Mainstream understandings of addiction tend to portray active addiction as being synonymous with an abandonment or failure of living according to one’s values. This portrayal is deeply embedded in our culture- from early media representations of addiction like Reefer Madness (1936) and Days of Wine and Roses (1962), to more modern films like Blow (2001) and Winter’s Bone (2010)—the cliché story of value abandonment is everywhere and likely familiar to everyone. In this understanding of the link between values and addiction, as a person becomes more enmeshed with a life of addiction they slowly but surely abandon their values, ultimately becoming a lying, cheating, stealing pariah whose only hope, according to this understanding, is a psychological and spiritual reawakening to a life of living in conjunction with one’s values.

I’d like to question this understanding of drug and alcohol addiction as a separation from a person’s values and as something that defines the realm of active addiction as a life without values. Instead I want to express the idea that active addiction represents a misguided pursuit of essentially positive values, though they are often exaggerated and misapplied. It’s an important distinction and I’ll explain why a little bit later, but don’t get me wrong here- I don’t want to say that addiction doesn’t cause people to do harmful and horrible things that they would never ordinarily do otherwise. What I’m saying is that the belief that addiction is synonymous with or even leads to an abandonment of values is backwards- it’s incorrect and, in an addiction treatment setting, potentially very harmful.

The truth is that the choices people make in times of active addiction are very often based on positive values such as community, ambition, attachment, honor, loyalty, selflessness, courage, family, and even honesty. Unfortunately, in active addiction, when healthy biological, social, and psychological functioning are impaired, these positive and honorable values often become expressed in shortsighted ways that are ultimately counter-productive to the long term goals and interests of the addicted person and their loved ones. For example, values such as community, loyalty and attachment can lead to involvement in criminal activity, gang culture and street-entrenchment. Ambition can lead to violence. Otherwise positive values also frequently work against rather than in conjunction with each other when people are in active addiction, leading to a fracturing of consistent reality and a loss of connection with self and others.

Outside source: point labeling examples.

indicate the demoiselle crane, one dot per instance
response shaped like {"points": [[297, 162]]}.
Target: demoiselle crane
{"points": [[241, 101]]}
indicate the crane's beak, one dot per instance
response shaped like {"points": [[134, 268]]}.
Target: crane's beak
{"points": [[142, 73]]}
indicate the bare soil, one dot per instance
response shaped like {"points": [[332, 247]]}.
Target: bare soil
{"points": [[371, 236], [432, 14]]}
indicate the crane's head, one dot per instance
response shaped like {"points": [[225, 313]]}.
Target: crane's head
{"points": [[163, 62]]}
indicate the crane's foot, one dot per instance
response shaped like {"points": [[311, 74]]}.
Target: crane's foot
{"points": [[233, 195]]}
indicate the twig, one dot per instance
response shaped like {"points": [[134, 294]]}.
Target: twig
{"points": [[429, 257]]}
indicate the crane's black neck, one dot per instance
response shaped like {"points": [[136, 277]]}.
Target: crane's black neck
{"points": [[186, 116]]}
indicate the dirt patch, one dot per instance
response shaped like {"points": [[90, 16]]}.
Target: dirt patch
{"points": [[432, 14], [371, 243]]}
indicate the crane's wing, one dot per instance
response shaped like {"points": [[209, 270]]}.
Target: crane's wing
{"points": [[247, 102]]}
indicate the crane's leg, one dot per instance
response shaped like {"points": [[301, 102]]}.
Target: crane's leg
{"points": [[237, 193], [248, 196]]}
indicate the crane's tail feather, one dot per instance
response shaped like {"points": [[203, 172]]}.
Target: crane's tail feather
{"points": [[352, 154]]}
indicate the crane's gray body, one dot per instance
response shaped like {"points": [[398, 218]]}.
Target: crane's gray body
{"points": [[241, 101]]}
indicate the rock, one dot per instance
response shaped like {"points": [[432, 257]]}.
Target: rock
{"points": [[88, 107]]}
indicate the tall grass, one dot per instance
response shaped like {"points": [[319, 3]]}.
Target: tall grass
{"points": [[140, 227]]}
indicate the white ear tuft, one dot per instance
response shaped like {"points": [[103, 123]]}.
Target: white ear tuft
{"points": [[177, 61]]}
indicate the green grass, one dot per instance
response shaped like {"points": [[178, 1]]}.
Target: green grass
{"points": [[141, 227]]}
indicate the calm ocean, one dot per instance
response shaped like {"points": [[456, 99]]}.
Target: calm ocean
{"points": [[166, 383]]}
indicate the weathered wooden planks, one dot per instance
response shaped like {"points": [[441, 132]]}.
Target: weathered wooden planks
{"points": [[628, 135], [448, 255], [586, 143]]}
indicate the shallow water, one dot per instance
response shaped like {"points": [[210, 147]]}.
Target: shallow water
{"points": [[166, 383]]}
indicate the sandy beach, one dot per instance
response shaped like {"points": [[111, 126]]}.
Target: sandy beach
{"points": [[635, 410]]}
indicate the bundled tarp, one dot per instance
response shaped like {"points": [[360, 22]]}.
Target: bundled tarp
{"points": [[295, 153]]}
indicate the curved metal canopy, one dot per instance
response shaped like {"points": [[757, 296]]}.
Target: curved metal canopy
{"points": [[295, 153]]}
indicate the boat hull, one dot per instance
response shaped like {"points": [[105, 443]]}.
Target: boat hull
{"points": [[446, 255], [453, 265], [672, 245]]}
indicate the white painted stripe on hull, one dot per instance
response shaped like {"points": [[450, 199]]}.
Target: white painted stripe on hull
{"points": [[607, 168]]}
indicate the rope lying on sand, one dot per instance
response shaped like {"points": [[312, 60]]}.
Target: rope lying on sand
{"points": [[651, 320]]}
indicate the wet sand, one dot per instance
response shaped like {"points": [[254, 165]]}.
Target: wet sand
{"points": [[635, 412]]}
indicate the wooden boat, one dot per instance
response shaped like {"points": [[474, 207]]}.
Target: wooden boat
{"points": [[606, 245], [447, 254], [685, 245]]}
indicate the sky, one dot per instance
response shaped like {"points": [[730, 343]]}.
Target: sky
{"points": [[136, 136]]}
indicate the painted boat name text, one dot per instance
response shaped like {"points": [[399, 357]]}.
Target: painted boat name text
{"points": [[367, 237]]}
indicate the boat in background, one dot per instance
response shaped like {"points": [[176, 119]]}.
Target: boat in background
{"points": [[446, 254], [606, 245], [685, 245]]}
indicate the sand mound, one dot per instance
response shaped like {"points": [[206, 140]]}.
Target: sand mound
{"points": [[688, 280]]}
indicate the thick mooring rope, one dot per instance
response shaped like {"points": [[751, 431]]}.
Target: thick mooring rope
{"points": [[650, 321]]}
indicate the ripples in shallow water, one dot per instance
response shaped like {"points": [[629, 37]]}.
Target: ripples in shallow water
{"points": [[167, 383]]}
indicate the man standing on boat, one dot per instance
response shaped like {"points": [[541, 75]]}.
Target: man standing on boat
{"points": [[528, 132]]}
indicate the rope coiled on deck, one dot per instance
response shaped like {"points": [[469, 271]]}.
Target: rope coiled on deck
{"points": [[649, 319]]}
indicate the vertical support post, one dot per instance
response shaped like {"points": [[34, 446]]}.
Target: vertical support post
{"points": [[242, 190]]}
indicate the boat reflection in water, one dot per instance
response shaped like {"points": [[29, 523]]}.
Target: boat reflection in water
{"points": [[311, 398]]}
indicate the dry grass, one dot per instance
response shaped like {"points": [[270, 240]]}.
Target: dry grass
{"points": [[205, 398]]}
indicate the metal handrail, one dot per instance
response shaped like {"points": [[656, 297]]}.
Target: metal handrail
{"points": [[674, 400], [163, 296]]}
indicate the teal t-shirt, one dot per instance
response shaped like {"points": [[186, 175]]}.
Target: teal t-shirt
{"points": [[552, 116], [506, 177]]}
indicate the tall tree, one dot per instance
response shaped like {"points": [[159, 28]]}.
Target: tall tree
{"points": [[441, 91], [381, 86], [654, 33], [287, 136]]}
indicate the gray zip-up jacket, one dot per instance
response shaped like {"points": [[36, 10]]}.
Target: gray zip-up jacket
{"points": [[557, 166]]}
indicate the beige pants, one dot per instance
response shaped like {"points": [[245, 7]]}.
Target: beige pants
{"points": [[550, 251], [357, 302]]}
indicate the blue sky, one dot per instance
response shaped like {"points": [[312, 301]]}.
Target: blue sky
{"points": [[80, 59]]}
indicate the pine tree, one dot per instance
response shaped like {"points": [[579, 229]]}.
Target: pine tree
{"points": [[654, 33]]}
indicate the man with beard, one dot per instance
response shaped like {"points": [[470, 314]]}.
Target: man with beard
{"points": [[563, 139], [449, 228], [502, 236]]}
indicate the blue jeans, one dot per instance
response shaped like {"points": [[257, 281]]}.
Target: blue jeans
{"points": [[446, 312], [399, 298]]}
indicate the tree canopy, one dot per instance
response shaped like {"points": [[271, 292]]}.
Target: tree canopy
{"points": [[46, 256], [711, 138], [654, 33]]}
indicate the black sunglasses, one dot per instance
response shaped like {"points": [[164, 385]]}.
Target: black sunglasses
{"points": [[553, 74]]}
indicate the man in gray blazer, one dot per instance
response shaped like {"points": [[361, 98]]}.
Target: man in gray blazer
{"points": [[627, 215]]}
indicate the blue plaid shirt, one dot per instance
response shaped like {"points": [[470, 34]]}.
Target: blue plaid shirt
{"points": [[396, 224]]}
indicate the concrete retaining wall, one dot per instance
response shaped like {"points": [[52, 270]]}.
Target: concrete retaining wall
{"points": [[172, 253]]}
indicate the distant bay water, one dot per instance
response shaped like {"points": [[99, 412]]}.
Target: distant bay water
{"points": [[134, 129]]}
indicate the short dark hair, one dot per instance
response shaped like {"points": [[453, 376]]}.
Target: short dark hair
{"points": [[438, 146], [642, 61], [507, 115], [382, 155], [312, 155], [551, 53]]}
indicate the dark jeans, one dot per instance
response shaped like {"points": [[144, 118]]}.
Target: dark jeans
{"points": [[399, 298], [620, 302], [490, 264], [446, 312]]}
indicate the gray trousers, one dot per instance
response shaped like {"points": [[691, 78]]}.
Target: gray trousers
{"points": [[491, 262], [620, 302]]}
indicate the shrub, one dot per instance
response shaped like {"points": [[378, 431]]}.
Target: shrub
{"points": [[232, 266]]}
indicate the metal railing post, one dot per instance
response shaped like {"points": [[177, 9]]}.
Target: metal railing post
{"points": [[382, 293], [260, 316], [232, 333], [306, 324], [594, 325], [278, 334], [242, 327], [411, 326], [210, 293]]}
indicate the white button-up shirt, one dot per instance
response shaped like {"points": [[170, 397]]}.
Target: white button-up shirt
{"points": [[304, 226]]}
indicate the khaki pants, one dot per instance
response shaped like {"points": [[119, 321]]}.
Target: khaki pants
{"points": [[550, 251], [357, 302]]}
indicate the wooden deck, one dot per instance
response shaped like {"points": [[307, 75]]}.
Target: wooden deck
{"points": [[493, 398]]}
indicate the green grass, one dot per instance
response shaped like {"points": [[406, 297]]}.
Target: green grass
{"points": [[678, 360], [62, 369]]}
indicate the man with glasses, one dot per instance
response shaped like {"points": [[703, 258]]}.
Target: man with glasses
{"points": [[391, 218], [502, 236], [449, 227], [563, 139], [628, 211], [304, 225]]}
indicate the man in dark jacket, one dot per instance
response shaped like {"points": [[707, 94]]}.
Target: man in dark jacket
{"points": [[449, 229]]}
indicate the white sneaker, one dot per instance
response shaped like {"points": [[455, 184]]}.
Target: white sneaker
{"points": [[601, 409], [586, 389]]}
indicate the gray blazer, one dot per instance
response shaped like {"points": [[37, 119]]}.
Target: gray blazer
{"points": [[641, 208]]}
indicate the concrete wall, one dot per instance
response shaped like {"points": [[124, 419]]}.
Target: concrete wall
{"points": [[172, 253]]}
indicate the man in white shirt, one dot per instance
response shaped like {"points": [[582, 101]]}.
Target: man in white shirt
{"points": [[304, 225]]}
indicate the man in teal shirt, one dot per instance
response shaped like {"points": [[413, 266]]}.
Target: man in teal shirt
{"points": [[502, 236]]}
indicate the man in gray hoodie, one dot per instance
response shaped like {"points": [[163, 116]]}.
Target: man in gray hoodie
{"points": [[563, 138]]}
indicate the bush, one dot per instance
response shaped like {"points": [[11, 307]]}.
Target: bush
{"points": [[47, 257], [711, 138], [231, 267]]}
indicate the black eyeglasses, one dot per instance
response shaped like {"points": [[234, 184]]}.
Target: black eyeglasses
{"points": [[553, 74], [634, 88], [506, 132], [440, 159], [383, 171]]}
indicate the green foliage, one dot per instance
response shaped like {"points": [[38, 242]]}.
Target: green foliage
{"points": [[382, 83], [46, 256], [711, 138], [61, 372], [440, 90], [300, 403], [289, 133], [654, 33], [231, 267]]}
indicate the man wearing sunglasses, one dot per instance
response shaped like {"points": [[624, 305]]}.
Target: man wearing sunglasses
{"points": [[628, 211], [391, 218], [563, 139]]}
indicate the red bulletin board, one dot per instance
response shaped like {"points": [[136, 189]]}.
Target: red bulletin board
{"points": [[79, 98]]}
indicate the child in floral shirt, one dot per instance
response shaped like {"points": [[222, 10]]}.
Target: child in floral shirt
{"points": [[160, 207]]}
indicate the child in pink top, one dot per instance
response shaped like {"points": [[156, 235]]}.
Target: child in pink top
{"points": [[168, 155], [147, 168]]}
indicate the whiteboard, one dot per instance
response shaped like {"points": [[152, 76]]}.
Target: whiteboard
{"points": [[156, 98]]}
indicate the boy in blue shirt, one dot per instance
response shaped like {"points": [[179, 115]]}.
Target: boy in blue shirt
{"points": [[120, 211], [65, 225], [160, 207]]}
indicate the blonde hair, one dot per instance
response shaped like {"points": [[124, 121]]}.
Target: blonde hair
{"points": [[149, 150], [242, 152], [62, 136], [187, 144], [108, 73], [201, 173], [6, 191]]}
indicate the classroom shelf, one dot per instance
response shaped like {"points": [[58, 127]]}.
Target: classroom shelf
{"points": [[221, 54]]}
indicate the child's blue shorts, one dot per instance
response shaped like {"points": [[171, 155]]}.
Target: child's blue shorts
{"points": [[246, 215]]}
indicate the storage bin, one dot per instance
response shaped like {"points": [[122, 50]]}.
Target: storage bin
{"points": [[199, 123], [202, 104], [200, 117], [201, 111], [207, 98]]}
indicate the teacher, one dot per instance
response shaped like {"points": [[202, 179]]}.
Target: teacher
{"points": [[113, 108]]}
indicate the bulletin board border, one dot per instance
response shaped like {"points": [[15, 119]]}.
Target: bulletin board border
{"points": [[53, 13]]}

Making the distinction between viewing active addiction as a valueless state verses a state where values are present but shortsighted and in conflict with one another is more than just a semantic exercise. When addiction is seen as a valueless state of being, rather than a state where values are present but misguided, it moves addiction from the physical realm of psychology and biology—maladaptation, sickness and an overarching biopsychosocial view—to the moralistic and punitive realm of good versus bad. Addicted people without values are rationally defined as “bad” in need of becoming “good” rather than as people like you or I, who are in simply in need of becoming healthier.

From a treatment perspective it’s very important to recognize how values played a role in people’s active addiction. At the root of virtually all addiction is a history of trauma and sense of guilt and shame—experiences and feelings that the moral, addiction-as-valueless perspective perpetuates and even exaggerates. By examining addictive behaviours as, ultimately, misguided attempts to express what are actually positive and healthy values it becomes possible to both counteract some of the guilt and shame inherent in addiction, and to find the basis for creating a realistic, achievable strength based, client-lead recovery and aftercare plan. After all, recovery and treatment aren’t about making a bad person good, they are about supporting and guiding a wounded person toward health, community and happiness—addicted people don’t need to find or create values, they just need to be shown they had them all along.